Responding to critics, the publication made its biggest changes to its method in four decades. But it’s unclear whether that is enough to quiet the naysayers.
U.S. News & World Report released on Monday the results of what it said was the most substantive overhaul of its 40-year-old college rankings empire.
At the top, there were few changes as Princeton remained the nation’s top-ranked university, followed by M.I.T., with Harvard and Stanford tied for third. Williams maintained its stature as the nation’s top liberal arts college, and Spelman College again led among historically Black institutions.
But more than a dozen public universities, many of them with relatively low profiles, climbed at least 50 spots in the rankings. Fresno State moved up 64 places, to No. 185, for instance, and Florida Atlantic ascended 53, to No. 209. Many other public institutions recorded smaller, if notable, gains, like Rutgers, which saw each of its three campuses rise by at least 15 places.
They benefited from an algorithm that sent some private universities’ rankings plummeting but represented an effort to account for deals that higher education leaders routinely talk up, like transforming the lives of economically disadvantaged students.
The reworked formula assigned greater emphasis to graduation rates for students who received need-based Pell grants and retention. It also introduced metrics tied to first-generation college students and to whether recent graduates were earning more than people who had completed only high school.
The most seismic changes involved schools that were not at the extreme ends of the previous rankings, since they were not extraordinarily weak or strong across a sweeping array of criteria. Occupying the ranking’s middle rungs meant that shifts in methodology, like the removal of alumni giving as a criterion, could easily fuel dramatic rises and falls.
It was unclear, however, how much the overhaul would reduce criticism of U.S. News. Schools have said that the rankings have an outsize influence on students and parents, who use them as a proxy for prestige. And critics say they can skew the priorities of colleges and how they admit students.
L. Song Richardson, the president of Colorado College, said the refreshed methodology was “slightly better.” The liberal arts school said in February that it would stop submitting information to U.S. News.
“It doesn’t ease my concerns, which is why we haven’t rejoined,” said Ms. Richardson, whose institution fell two spots, to No. 29, among liberal arts colleges. “But certainly I’m thrilled that they’re starting to listen to what higher ed leaders have been saying to them.”
Even if some public universities like Fresno State benefited this year, many university leaders recoil at the idea of ranking colleges as if educations are mass-produced consumer products.
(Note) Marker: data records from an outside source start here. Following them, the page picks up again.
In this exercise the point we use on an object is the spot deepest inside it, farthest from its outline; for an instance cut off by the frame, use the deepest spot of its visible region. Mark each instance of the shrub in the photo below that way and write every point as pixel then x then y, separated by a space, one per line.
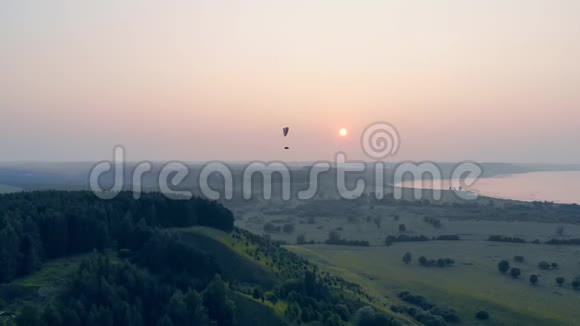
pixel 544 265
pixel 503 266
pixel 402 228
pixel 515 272
pixel 407 258
pixel 288 228
pixel 519 259
pixel 301 239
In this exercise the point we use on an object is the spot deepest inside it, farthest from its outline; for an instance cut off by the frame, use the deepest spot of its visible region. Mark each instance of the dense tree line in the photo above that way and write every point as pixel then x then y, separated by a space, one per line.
pixel 37 226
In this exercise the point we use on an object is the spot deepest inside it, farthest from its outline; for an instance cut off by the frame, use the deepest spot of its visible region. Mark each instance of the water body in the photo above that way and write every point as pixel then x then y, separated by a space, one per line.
pixel 559 187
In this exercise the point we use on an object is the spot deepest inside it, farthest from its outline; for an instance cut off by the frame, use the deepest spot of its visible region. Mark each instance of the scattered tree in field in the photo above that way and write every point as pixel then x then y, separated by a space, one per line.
pixel 503 266
pixel 515 272
pixel 482 315
pixel 576 283
pixel 402 228
pixel 288 228
pixel 544 265
pixel 407 258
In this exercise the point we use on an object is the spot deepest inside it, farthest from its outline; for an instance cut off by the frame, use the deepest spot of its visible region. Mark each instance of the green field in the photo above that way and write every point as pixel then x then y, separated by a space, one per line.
pixel 6 189
pixel 471 285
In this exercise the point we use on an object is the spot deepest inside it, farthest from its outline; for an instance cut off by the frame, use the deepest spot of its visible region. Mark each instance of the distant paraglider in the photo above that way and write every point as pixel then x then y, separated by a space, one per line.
pixel 285 132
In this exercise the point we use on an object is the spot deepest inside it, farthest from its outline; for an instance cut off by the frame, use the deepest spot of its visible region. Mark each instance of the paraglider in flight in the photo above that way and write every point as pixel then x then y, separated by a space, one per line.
pixel 285 132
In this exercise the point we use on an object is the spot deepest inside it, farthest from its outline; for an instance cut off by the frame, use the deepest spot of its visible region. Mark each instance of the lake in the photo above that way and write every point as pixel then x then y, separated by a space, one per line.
pixel 559 187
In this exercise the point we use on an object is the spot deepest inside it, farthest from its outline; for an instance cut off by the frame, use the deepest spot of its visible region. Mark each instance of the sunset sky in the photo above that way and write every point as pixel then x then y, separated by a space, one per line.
pixel 489 80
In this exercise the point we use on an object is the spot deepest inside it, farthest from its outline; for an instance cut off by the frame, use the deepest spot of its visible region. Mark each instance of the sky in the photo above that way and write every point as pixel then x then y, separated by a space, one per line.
pixel 483 80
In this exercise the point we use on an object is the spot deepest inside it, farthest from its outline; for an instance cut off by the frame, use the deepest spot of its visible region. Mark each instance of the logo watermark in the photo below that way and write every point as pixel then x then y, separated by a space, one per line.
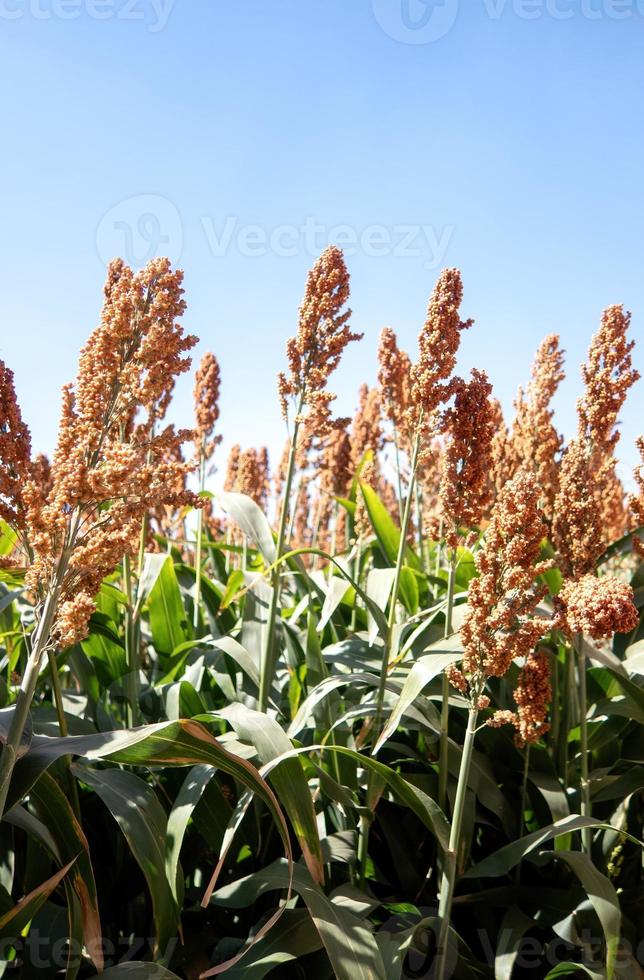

Princeton’s president, Christopher L. Eisgruber, complained in a 2021 opinion piece in The Washington Post that “the rankings game is a bit of mishegoss — a slightly daft obsession that does harm when colleges, parents or students take it too seriously.”
Anointing any one university as “best,” he added, was “bizarre.”
But universities that soared welcomed their new rankings nevertheless. Antonio D. Tillis, chancellor of the Rutgers campus in Camden, N.J., said that officials were “ecstatic” and that the rise “reflects an intentional dedication to access and affordability, student success, academic excellence and constituency engagement.”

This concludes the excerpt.